Adapun nafs atau sisi dalam manusia,
maka ia mengandung dua hal pokok. Kalau kita ibaratkan nafs dengan satu wadah,
maka nafs adalah wadah besar yang di dalamnya ada kotak / wadah yang berisi
segala sesuatu yang disadari oleh manusia. Al-Quran menamai kotak itu
iqalb/kalbu. Apa yang telah dilupakan manusia dan yang sesekali muncul dan yang
dinamai oelh ilmuan bahwa sadar juga berada di dalam wadah nafs, tetapi
di luar kota kalbu. Al-quran mengisyaratkan hakikat di atas dengan
firman-nya: ” Dan jika kamu mengeraskan ucapanmu, maka sesungguhnya Dia
mengetahui rahasia dan yang lebih tersembunyi”. (QS. Thaha: 7).
يَا
أَيُّهَا الَّذِينَ آَمَنُوا لَا يَسْخَرْ قَوْمٌ مِنْ قَوْمٍ عَسَى أَنْ
يَكُونُوا خَيْرًا مِنْهُمْ وَلَا نِسَاءٌ مِنْ نِسَاءٍ عَسَى أَنْ يَكُنَّ
خَيْرًا مِنْهُنَّ وَلَا تَلْمِزُوا أَنْفُسَكُمْ وَلَا تَنَابَزُوا
بِالْأَلْقَابِ بِئْسَ الِاسْمُ الْفُسُوقُ بَعْدَ الْإِيمَانِ وَمَنْ لَمْ يَتُبْ
فَأُولَئِكَ هُمُ الظَّالِمُونَ
Terjemah:
“Hai
orang-orang yang beriman, janganlah sekumpulan orang laki-laki merendahkan
kumpulan yang lain, boleh jadi yang ditertawakan itu lebih baik dari mereka.

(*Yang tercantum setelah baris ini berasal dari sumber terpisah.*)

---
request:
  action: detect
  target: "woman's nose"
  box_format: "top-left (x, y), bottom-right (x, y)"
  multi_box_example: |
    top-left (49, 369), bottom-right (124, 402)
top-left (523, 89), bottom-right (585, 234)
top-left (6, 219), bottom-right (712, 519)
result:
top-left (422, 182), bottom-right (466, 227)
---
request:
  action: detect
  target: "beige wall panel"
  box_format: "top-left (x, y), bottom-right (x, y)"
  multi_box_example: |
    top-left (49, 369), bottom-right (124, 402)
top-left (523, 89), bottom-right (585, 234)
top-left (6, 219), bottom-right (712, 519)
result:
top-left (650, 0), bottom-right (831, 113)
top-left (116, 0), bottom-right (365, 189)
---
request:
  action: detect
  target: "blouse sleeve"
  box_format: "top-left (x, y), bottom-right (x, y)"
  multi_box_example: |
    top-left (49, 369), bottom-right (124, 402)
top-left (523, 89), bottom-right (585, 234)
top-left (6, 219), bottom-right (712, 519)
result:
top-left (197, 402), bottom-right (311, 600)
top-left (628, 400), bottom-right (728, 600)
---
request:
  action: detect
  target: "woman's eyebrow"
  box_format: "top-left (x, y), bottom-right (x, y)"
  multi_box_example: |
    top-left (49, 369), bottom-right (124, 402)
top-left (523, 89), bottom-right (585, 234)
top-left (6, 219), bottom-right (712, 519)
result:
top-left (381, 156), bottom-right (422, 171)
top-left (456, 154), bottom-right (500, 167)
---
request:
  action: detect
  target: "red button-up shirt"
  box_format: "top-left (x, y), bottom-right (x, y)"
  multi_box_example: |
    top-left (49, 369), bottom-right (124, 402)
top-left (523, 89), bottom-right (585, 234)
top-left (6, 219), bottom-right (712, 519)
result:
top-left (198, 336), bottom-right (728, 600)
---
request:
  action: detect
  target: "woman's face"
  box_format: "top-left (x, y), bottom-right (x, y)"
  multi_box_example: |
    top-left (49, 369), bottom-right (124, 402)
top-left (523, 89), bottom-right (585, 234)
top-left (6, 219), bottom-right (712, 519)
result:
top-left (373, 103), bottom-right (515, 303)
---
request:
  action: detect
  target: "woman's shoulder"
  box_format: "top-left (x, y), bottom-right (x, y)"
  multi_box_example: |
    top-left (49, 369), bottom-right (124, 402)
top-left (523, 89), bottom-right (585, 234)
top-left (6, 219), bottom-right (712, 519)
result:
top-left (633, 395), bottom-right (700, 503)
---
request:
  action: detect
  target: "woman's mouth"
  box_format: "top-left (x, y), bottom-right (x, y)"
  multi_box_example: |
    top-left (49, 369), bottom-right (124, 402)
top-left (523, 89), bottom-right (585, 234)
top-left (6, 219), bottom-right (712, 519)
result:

Dan jangan pula sekumpulan perempuan merendahkan kumpulan lainnya, boleh jadi
yang direndahkan itu lebih baik. Dan janganlah suka mencela dirimu sendiri[4]
dan jangan memanggil dengan gelaran yang mengandung ejekan. Seburuk-buruk
panggilan adalah (panggilan) yang buruk sesudah iman[5] dan
barangsiapa yang tidak bertobat, maka mereka itulah orang-orang yang zalim”. (Q.S. 49 Al-hujurat: 11)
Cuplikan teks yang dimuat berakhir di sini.